The attorney-client privilege prevents lawyers from telling the most interesting stories they know. Those, we take to the grave. But from time to time, enough truth is evident to permit a tale to be told. Today, for Mother's Day, I relay one that still haunts me, many years after the fact.
Raymond was a man in his late 50s. He lived with his mother, C., in a down-and-out town in Connecticut's Naugatuck Valley. The brass industry once thrived there. Now the region struggles to maintain its dignity in the face of an uncertain future.
I represented Raymond in a federal case. He was accused of trying to pay a man to burn down an apartment building to prevent Hispanics from moving into his town. Raymond, a convicted felon with little money, sought to pay for the arson with firearms. It was Raymond's misfortune that the man agreeing to burn down the building in exchange for guns was an undercover agent for the Bureau of Alcohol, Tobacco and Firearms (ATF).
Because Raymond was a convicted felon, he should never have possessed the guns he used as tender. He faced charges relating to the arson and to the possession of firearms. He was in a difficult spot.
But Raymond had the undying love and devotion of his mother. The two wrote one another constantly while he was incarcerated awaiting trial. Both wrote in a tiny, curlicue script that had the look and appearance of ancient Greek, line upon line jammed together without apparent regard for punctuation or space between the words.
I read these letters when the prosecution handed me a sheaf of them. They were intercepted at a federal facility. They were the principal exhibits in the new charges being lodged against Raymond, attempted murder of a federal official and a witness.
"Mom, if you read that that sick fuck, BLANK, is dead, send $1,500 to ...," and he relayed an address out of state. "The same is true if that bastard [the ATF agent] gets killed." It turns out Raymond had tried to persuade some cell mates into brokering two contract hits.
This was not welcome news. A bad situation for my client got worse.
I tried to talk to C. about this new bend in the road.
"Oh, that's my Raymond," she said. "He don't mean nothing by that. It's just talk." She stood about 4 feet eight inches tall. The largest feature about her, frankly, was her mouth. When she spoke about her son it always felt as though her need would swallow me. She was a hungry Pelican.
In the end, we decided to negotiate a plea for Raymond. The evidence was overwhelming and he stood little chance of success at trial. I hoped for a sentence of 10 years. Raymond had mental-health issues and poor physical health. The judge had a reputation for leniency.
I argued at sentencing that his letters really weren't the product of a tough-talking Tony Soprano. Rather, he was a trash-talking Danny DeVito. He didn't intend to kill; he was merely venting, indulging in jailhouse fantasy. The judge didn't buy the argument, and sentenced Raymond to 14 years.
"What about me?," C. bellowed as her son was led in chains from the courtroom. "Who is going to take care of me?" She was in the front row of the spectator's gallery. She looked like a frightened robin, mouth spread wide, eyes wide with panic.

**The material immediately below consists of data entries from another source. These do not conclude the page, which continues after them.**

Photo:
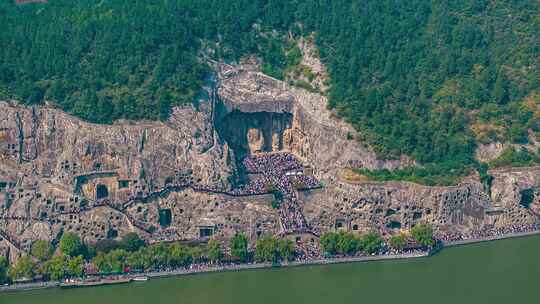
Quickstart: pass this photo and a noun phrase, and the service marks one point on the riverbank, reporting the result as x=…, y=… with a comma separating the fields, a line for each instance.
x=255, y=266
x=492, y=238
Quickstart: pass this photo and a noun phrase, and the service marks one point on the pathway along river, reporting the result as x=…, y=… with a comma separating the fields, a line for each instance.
x=505, y=271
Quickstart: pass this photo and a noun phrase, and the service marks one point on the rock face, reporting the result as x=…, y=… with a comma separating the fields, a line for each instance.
x=170, y=181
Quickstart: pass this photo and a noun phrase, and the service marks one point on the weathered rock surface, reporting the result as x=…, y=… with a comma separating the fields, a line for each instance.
x=167, y=181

"The Government does not care about you, Mrs. D.," I tried to reassure her. It was no use. "My Raymond. My Raymond," she kept saying.
I spoke to her several months later. The FBI had learned that Raymond was still trying to recruit hit men in prison, only this time he was now seeking to have me killed.

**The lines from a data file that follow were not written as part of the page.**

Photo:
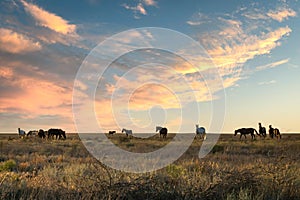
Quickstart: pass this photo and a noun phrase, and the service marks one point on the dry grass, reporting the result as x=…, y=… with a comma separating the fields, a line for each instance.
x=41, y=169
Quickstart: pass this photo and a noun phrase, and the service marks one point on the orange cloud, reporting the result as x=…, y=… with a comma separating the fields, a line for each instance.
x=49, y=20
x=281, y=14
x=14, y=42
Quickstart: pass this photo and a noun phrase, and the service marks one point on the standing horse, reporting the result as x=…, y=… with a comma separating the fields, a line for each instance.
x=245, y=131
x=21, y=132
x=262, y=130
x=111, y=132
x=162, y=131
x=201, y=131
x=41, y=133
x=58, y=133
x=128, y=132
x=274, y=132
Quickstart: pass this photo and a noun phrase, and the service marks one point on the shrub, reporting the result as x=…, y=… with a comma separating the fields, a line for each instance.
x=8, y=165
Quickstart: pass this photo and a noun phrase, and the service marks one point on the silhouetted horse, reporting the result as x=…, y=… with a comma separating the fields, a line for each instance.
x=41, y=133
x=246, y=131
x=111, y=132
x=58, y=133
x=201, y=131
x=32, y=133
x=21, y=132
x=274, y=132
x=162, y=131
x=127, y=132
x=262, y=130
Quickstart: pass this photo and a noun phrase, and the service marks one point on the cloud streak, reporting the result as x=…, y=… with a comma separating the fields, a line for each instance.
x=16, y=43
x=49, y=20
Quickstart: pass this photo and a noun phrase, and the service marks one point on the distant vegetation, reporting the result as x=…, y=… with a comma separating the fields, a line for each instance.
x=34, y=168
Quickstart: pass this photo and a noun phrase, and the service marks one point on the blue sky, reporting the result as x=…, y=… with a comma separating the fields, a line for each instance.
x=254, y=45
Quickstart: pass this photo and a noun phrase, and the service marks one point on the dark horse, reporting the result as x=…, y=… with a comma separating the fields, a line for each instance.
x=163, y=132
x=111, y=132
x=58, y=133
x=262, y=130
x=245, y=131
x=274, y=132
x=41, y=133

"Mrs. D.," I said, "tell him to knock it off. This is going to get him in a lot of trouble." I worried, too, that the dark market in human misery behind bars might just find someone willing to put an end to me for a pittance. It takes far less to arrange a contract murder than most folks realize.

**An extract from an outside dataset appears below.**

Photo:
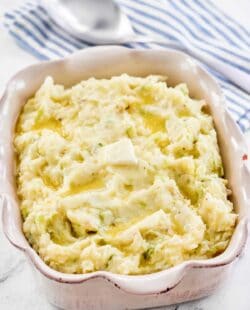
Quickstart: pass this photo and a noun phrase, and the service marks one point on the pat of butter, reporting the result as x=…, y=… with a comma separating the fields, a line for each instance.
x=119, y=153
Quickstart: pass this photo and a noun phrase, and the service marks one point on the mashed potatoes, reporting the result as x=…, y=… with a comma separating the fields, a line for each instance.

"Oh, Raymond doesn't mean anything by all that," she said. And, frankly, I agreed. "He's just running his mouth."
C. turned out to be right. Years later I am still here. The last time an FBI agent called to ask me whether I noticed anything different in my routine I told him the following: "Yes, you people keep calling and scaring the shit out of me. I'd rather be dead than beholden to you. Stop calling. Raymond's just blowing smoke."
I don't know whether C. is dead or alive now. She'd be in her nineties if she is still living. I think about her today, on Mother's Day. I failed her in unavoidable ways. I will never forget the sad sight of her in the courtroom as her son was led away.